SonarQube 10.1 - SAML Login Failing

Details:

• SonarQube 10.1.0.73491
• Windows Server 2022, openJDK 17.0.5+8 x64, zip file deployment, Azure Cloud SQL Instance
• SAML Authentication link seems to have stopped working

A little more than a week ago, I lost the ability to be able to login using SAML authentication to my SonarQube server. All my Azure DevOps pipelines are working just fine and anything through the API seems to be unimpacted but when you attempt to manage the server by hand, you can no longer login and you get stuck at the “Loading” screen.

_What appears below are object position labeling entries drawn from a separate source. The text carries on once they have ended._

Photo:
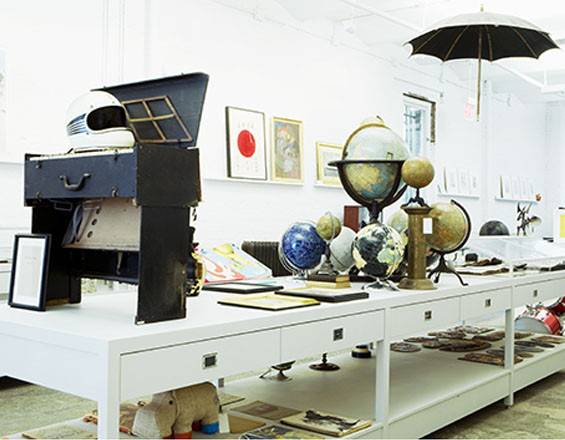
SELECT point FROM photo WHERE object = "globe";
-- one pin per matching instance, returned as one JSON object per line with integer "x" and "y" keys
{"x": 373, "y": 140}
{"x": 340, "y": 250}
{"x": 301, "y": 248}
{"x": 328, "y": 227}
{"x": 494, "y": 227}
{"x": 418, "y": 172}
{"x": 377, "y": 250}
{"x": 450, "y": 227}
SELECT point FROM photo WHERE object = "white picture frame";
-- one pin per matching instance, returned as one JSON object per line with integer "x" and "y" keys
{"x": 474, "y": 183}
{"x": 28, "y": 280}
{"x": 451, "y": 182}
{"x": 246, "y": 144}
{"x": 506, "y": 187}
{"x": 524, "y": 188}
{"x": 516, "y": 190}
{"x": 463, "y": 181}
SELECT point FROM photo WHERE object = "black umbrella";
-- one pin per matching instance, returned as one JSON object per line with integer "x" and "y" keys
{"x": 482, "y": 35}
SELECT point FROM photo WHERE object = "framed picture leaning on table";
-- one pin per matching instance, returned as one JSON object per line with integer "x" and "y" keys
{"x": 326, "y": 153}
{"x": 286, "y": 150}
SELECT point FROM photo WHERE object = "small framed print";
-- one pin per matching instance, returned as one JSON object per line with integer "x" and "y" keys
{"x": 516, "y": 191}
{"x": 450, "y": 179}
{"x": 506, "y": 187}
{"x": 325, "y": 154}
{"x": 30, "y": 264}
{"x": 474, "y": 183}
{"x": 463, "y": 180}
{"x": 245, "y": 130}
{"x": 286, "y": 150}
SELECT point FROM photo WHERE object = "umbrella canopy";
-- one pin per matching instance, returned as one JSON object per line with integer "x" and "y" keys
{"x": 482, "y": 35}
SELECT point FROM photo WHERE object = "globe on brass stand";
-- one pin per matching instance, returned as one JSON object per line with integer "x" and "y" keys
{"x": 328, "y": 227}
{"x": 417, "y": 172}
{"x": 451, "y": 230}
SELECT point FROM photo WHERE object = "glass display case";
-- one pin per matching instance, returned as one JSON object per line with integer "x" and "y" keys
{"x": 511, "y": 255}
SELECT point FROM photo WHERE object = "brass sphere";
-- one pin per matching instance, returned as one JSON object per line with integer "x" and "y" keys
{"x": 418, "y": 171}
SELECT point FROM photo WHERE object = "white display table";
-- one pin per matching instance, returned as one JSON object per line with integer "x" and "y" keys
{"x": 94, "y": 349}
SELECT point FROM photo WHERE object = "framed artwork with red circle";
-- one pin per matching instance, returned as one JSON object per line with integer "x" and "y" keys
{"x": 245, "y": 130}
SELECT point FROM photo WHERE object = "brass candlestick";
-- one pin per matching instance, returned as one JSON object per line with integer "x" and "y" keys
{"x": 417, "y": 172}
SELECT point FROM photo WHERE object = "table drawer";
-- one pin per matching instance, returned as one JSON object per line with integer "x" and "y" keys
{"x": 412, "y": 319}
{"x": 479, "y": 304}
{"x": 160, "y": 369}
{"x": 303, "y": 340}
{"x": 536, "y": 292}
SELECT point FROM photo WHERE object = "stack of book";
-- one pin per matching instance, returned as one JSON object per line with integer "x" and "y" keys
{"x": 328, "y": 281}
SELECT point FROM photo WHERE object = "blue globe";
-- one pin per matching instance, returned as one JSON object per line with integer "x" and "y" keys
{"x": 301, "y": 247}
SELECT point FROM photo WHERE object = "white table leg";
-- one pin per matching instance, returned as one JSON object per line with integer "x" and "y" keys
{"x": 509, "y": 352}
{"x": 109, "y": 403}
{"x": 382, "y": 372}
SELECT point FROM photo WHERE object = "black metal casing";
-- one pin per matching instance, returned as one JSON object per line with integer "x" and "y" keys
{"x": 160, "y": 173}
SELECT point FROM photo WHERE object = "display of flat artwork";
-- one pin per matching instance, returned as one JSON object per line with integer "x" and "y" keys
{"x": 325, "y": 423}
{"x": 266, "y": 410}
{"x": 241, "y": 287}
{"x": 59, "y": 432}
{"x": 228, "y": 262}
{"x": 275, "y": 431}
{"x": 326, "y": 295}
{"x": 270, "y": 302}
{"x": 127, "y": 416}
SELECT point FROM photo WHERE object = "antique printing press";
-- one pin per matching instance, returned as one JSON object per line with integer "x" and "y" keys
{"x": 123, "y": 214}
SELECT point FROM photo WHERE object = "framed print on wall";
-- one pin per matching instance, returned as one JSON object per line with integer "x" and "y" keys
{"x": 29, "y": 271}
{"x": 286, "y": 150}
{"x": 326, "y": 153}
{"x": 246, "y": 155}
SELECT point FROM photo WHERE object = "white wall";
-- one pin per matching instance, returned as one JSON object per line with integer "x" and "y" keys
{"x": 254, "y": 62}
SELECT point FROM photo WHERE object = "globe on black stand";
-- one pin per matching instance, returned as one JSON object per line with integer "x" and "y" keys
{"x": 451, "y": 230}
{"x": 301, "y": 248}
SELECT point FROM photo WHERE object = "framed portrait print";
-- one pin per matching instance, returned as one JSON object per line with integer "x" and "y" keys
{"x": 326, "y": 153}
{"x": 29, "y": 271}
{"x": 286, "y": 150}
{"x": 246, "y": 155}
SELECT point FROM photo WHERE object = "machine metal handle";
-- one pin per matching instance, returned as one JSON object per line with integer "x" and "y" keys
{"x": 74, "y": 186}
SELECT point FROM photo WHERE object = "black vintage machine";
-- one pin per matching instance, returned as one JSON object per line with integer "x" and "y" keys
{"x": 134, "y": 203}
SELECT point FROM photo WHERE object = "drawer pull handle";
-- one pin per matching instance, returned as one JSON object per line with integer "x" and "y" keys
{"x": 209, "y": 360}
{"x": 74, "y": 186}
{"x": 338, "y": 334}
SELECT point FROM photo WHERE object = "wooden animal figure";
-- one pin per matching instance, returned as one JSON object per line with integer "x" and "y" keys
{"x": 171, "y": 414}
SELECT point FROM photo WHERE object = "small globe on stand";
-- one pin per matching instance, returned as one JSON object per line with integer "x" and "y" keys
{"x": 370, "y": 167}
{"x": 340, "y": 250}
{"x": 301, "y": 248}
{"x": 451, "y": 228}
{"x": 377, "y": 251}
{"x": 494, "y": 227}
{"x": 328, "y": 227}
{"x": 418, "y": 172}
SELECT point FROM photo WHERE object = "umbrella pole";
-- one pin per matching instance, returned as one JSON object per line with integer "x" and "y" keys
{"x": 479, "y": 78}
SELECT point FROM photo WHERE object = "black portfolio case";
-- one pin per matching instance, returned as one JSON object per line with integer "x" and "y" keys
{"x": 160, "y": 173}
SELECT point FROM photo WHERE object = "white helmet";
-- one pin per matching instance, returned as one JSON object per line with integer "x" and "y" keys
{"x": 98, "y": 120}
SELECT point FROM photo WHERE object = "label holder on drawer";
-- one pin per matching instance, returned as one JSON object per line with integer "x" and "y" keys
{"x": 209, "y": 360}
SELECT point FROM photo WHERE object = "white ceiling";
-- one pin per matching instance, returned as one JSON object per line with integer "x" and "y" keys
{"x": 391, "y": 23}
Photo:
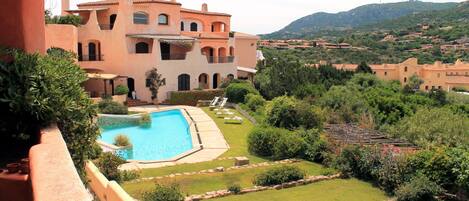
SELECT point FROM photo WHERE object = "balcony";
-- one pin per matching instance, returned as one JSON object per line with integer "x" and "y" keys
{"x": 173, "y": 56}
{"x": 91, "y": 57}
{"x": 229, "y": 59}
{"x": 106, "y": 26}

The normal login pattern for users/administrators of SonarQube:

1. Users/admins navigate to their Microsoft “MyApps” home page
2. Users/admins select the “SonarQube” tile from their MyApps list
3. Loading screen flashes for a second
4. Users get presented a screen that says “Log in to SonarQube” and they are presented with 2 options: A) Log in with SAML B) More Options
5. Users click “Log in with SAML” and get logged into SonarQube with appropriate permissions

Current problematic behavior:

1. Users/admins navigate to their Microsoft “MyApps” home page
2. Users/admins select the “SonarQube” tile from their MyApps List
3. Loading Screen appears and wheel spins
4. Users/admins cannot get any further in the process

Further Context:

• SonarQube is flowing through Cloudflare’s WAF.
• Cloudflare is providing the Certificate and the HTTPS entry point for SonarQube
• Cloudflare connects to SonarQube on port 80 at a firewal (HTTP)
• The firewall has a DNAT that sends the inbound connection to SonarQube on port 9000 (HTTP)
• There have been no significant changes to the Cloudflare configuration and I have a call scheduled with them for Wednesday to see if they see anything that’s wrong.
• If I connect to the IP address of SonarQube and bypass Cloudflare, I can get past the loading screen and get presented with the login options. Problematically, you cannot login using SAML though because the Azure Active Directory connection requires HTTPS to work (has to go through Cloudflare).
• When comparing the connection between the two methods of entry to the SonarQube system, when using the HTTPS connection through Cloudflare, I never see the connection get past out76BEEV3R.js however, when using the HTTP connection directly to the firewall, I successfully see the HAR file get past that javascript.
• This entire SAML auth process has been working for months as is. There has never been any problems with it until 7/29

Any help on troubleshooting this would be appreciated. Thanks

Hi Jonathan,

Your version is past EOL. You should upgrade to either the latest version or the current LTA (long-term active version) at your earliest convenience. Your upgrade path is:

10.1 → 10.6

You may find these resources helpful:

• Upgrade Guide

Best regards.

I appreciate the response but this is not helpful. Priority right now is to get my developers back to work. Unless you are saying that SAML auth will magically start working again if I upgrade… but I doubt that’s the case since this was operational 7 days ago.

Then you must check your identity provider and your authentication. If nothing has changed on SonarQube side the issue should be on your external integration.

Best regards.

This issue was resolved. Our WAF had cached and corrupted the out76BEEV3R.js script. When it was being called from our CDN cache, the browser was trying to process the corrupted cached object. I dumped the cache and refreshed it and the application worked.

I will begin the process of updating the Sonarqube server now that I have access back.

This topic was automatically closed 7 days after the last reply. New replies are no longer allowed.